UF and NVIDIA advance AI-generated medical notes
A recent collaboration between the University of Florida and NVIDIA has resulted in an AI program capable of generating medical notes that are practically indistinguishable from those written by human doctors.
This research, showcasing the transformative potential of AI in healthcare, involved an assessment by physicians who reviewed patient notes. These notes were either authored by medical professionals or the AI. The assessment found that the physicians were only able to correctly identify the author 49% of the time, highlighting the AI's exceptional proficiency.
This research, conducted by a team of 19 experts from NVIDIA and the University of Florida, has been published in Nature Journal npj Digital Medicine – the study provides a glimpse into a future where AI could greatly enhance healthcare efficiency.
The AI, developed on the GatorTronGPT model and similar to ChatGPT, underwent rigorous training on supercomputers. The GatorTron model, available on the Hugging Face open-source AI platform, has garnered over 430,000 downloads.
Dr. Yonghui Wu from the UF College of Medicine has emphasised the complexity and innovative nature of these AI models, and acknowledges the crucial role of NVIDIA's HiPerGator supercomputer in their development.

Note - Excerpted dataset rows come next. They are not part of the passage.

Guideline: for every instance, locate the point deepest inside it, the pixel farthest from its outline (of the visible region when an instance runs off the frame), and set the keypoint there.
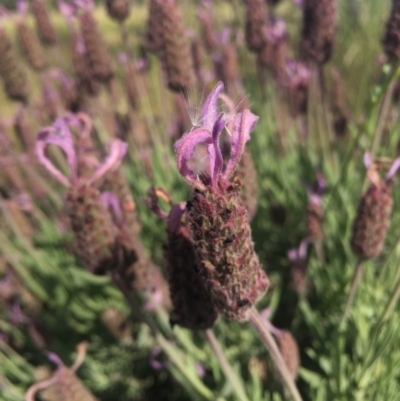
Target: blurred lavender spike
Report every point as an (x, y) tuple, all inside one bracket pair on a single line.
[(393, 169), (367, 160), (110, 201), (22, 7)]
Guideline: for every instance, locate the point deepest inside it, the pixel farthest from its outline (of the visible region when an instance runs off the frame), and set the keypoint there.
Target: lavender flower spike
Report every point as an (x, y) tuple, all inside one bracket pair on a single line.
[(217, 217)]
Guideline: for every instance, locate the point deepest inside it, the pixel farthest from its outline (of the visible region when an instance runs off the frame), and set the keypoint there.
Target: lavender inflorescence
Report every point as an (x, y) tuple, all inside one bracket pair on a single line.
[(218, 220)]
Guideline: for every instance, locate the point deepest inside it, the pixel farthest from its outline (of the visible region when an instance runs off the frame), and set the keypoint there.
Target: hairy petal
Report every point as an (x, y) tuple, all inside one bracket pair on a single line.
[(184, 149), (46, 137), (214, 150), (244, 124), (210, 108)]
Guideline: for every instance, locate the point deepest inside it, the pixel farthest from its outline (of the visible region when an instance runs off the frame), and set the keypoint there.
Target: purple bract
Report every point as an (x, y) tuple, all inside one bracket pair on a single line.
[(209, 133)]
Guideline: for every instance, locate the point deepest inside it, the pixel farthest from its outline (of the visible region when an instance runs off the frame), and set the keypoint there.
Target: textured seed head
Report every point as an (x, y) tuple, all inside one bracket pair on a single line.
[(154, 41), (191, 300), (30, 47), (373, 217), (118, 9), (96, 49), (93, 228), (175, 52), (225, 251), (391, 40), (341, 114), (256, 19), (290, 351), (216, 215), (372, 221), (45, 27), (318, 33), (13, 76)]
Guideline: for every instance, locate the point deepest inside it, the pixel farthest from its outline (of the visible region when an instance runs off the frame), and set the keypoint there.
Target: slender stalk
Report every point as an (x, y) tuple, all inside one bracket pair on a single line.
[(354, 284), (390, 305), (173, 354), (383, 114), (276, 355), (225, 366)]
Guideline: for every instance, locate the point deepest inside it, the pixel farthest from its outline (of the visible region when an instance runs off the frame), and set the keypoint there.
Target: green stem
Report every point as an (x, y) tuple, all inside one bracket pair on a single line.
[(353, 288), (173, 354), (225, 366), (390, 305), (276, 355)]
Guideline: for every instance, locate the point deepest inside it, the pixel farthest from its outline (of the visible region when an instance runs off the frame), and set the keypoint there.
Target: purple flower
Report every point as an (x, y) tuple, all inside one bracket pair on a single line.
[(60, 134), (213, 123)]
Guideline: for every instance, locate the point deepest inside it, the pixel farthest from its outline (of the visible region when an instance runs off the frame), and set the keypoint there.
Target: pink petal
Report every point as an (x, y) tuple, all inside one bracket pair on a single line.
[(244, 124), (210, 108), (184, 149)]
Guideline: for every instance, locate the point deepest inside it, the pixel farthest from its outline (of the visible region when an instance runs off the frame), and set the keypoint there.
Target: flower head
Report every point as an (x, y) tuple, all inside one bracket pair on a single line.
[(209, 133)]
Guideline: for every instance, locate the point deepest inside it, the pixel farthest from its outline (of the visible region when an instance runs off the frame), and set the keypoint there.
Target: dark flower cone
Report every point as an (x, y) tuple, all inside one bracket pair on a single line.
[(14, 77), (30, 47), (340, 112), (391, 40), (154, 41), (318, 33), (83, 71), (256, 19), (96, 49), (192, 304), (372, 221), (247, 174), (175, 54), (45, 28), (290, 351), (225, 250), (314, 218), (141, 274), (93, 228), (118, 9), (116, 322)]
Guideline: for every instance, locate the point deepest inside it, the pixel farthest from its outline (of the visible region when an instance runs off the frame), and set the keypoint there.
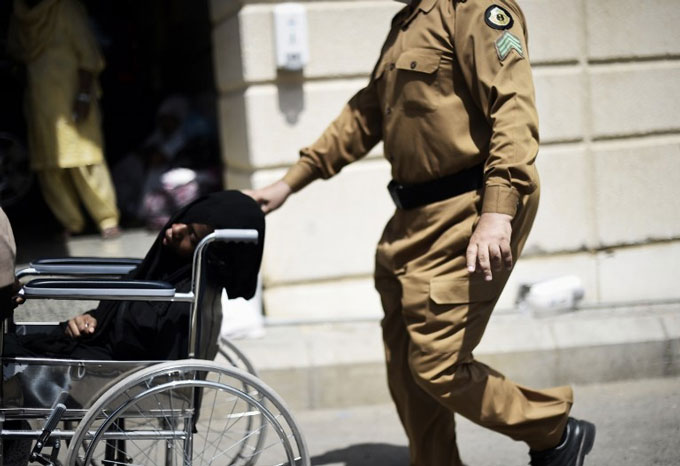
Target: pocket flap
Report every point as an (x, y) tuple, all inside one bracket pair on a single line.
[(421, 60), (473, 289)]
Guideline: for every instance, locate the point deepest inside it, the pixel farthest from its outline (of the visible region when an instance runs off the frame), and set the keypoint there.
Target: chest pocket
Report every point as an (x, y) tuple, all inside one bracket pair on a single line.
[(416, 82)]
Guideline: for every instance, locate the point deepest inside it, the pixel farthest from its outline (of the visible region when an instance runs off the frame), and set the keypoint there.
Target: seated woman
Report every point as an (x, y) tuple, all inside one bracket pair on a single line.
[(143, 330)]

“In health care, everyone is talking about these models. GatorTron and GatorTronGPT are unique AI models that can power many aspects of medical research and health care. Yet, they require massive data and extensive computing power to build. We are grateful to have this supercomputer, HiPerGator, from NVIDIA to explore the potential of AI in health care.”
The Malachowsky Hall for Data Science and Information Technology, named after UF alumnus and NVIDIA co-founder Chris Malachowsky, represents a $150 million investment, signifying a successful public-private partnership between UF and NVIDIA. This collaboration was further strengthened by a substantial investment in 2021 to upgrade UF's HiPerGator supercomputer.
The AI's training involved processing and analysing anonymised data from 2 million UF Health medical records, incorporating a staggering 82 billion medical words. The GatorTronGPT model was then trained with a combined dataset of 277 billion words.
The application of this AI tool in healthcare holds the promise of substantially reducing the burden of routine tasks, such as paperwork and documentation – potentially reforming the way healthcare professionals work by introducing new efficiencies and assistance from AI into their daily operations.
The success of this study is attributed to the collaborative efforts of a diverse team, and is further supported by grants from the Patient-Centred Outcomes Research Institute, the National Cancer Institute, and the National Institute on Aging. This is a collaboration thatboth shows the capabilities of AI in the medical field and also lays the groundwork for future advancements in AI-assisted healthcare.